Nos encontramos en una peluquería. Una mujer habla por celular a grito herido, para superar un barullo de ruido que incluye secadores de pelo, conversaciones, risas, uno que otro carro que pasa por la calle y una emisora que suena sólo porque sí, pues nadie parece ponerle atención, y resulta difícil precisar si transmite noticias, música o un programa de aguinaldos navideños.
No hago ningún aporte a la cacofonía del lugar. El peluquero que me atiende es sordo y, parece, también mudo, así que no tengo que esforzarme en hacer una conversación floja sobre el clima o si la clientela del día está buena o no. Nos comunicamos por un lenguaje de señas básico, universal y positivo de pulgares hacia arriba. El hombre corta bien el pelo y no recuerdo como le hice entender, cuándo lo conocí hace un par de años, cómo quería que me peluqueara. Lamenté esa temporada en la que se desapareció; según un rumor, le había hecho algo mal a una clienta que, seguro, no era buena en el lenguaje de señas positivas.
“Si, como te dije, nosotros viajamos mañana muy temprano. Si, es un viaje que teníamos planeado desde mitad de año.
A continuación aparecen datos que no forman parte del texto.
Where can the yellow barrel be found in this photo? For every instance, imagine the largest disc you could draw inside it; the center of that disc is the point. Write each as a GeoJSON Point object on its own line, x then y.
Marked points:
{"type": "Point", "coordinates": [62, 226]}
Lamento no poder acompañarlos más tiempo, pero en la tarde, si Dios nos da vida, si el señor lo permite, pasamos por la funeraria para acompañarlos un rato.”, dice la mujer.
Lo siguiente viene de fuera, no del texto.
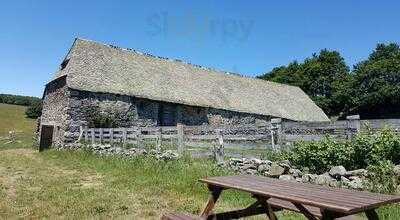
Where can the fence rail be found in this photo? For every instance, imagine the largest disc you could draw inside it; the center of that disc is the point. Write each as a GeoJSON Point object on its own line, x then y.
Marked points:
{"type": "Point", "coordinates": [273, 135]}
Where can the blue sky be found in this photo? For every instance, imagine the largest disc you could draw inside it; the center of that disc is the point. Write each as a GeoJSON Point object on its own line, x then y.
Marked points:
{"type": "Point", "coordinates": [249, 37]}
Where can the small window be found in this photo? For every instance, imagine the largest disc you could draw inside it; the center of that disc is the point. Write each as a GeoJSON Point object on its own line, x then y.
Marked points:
{"type": "Point", "coordinates": [64, 64]}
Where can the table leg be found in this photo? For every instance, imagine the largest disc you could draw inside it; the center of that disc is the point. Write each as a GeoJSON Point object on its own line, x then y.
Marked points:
{"type": "Point", "coordinates": [305, 211]}
{"type": "Point", "coordinates": [371, 214]}
{"type": "Point", "coordinates": [269, 210]}
{"type": "Point", "coordinates": [214, 195]}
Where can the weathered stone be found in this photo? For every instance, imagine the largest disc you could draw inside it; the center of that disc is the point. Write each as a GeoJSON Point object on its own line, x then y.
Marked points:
{"type": "Point", "coordinates": [323, 179]}
{"type": "Point", "coordinates": [396, 170]}
{"type": "Point", "coordinates": [359, 172]}
{"type": "Point", "coordinates": [276, 170]}
{"type": "Point", "coordinates": [337, 171]}
{"type": "Point", "coordinates": [356, 183]}
{"type": "Point", "coordinates": [286, 177]}
{"type": "Point", "coordinates": [251, 172]}
{"type": "Point", "coordinates": [249, 166]}
{"type": "Point", "coordinates": [286, 164]}
{"type": "Point", "coordinates": [256, 161]}
{"type": "Point", "coordinates": [263, 167]}
{"type": "Point", "coordinates": [295, 172]}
“Que irónico sería morir camino a un funeral” pienso, aunque sabemos que la muerte, cuando se trata de desafiar el curso de lo "normal", no tiene piedad alguna con nosotros.
Dicho eso, a veces pienso que entre las múltiples obligaciones que debe tener Dios, una de las más importantes es sentarse a querer quién si y quién no, si ustedes me entienden.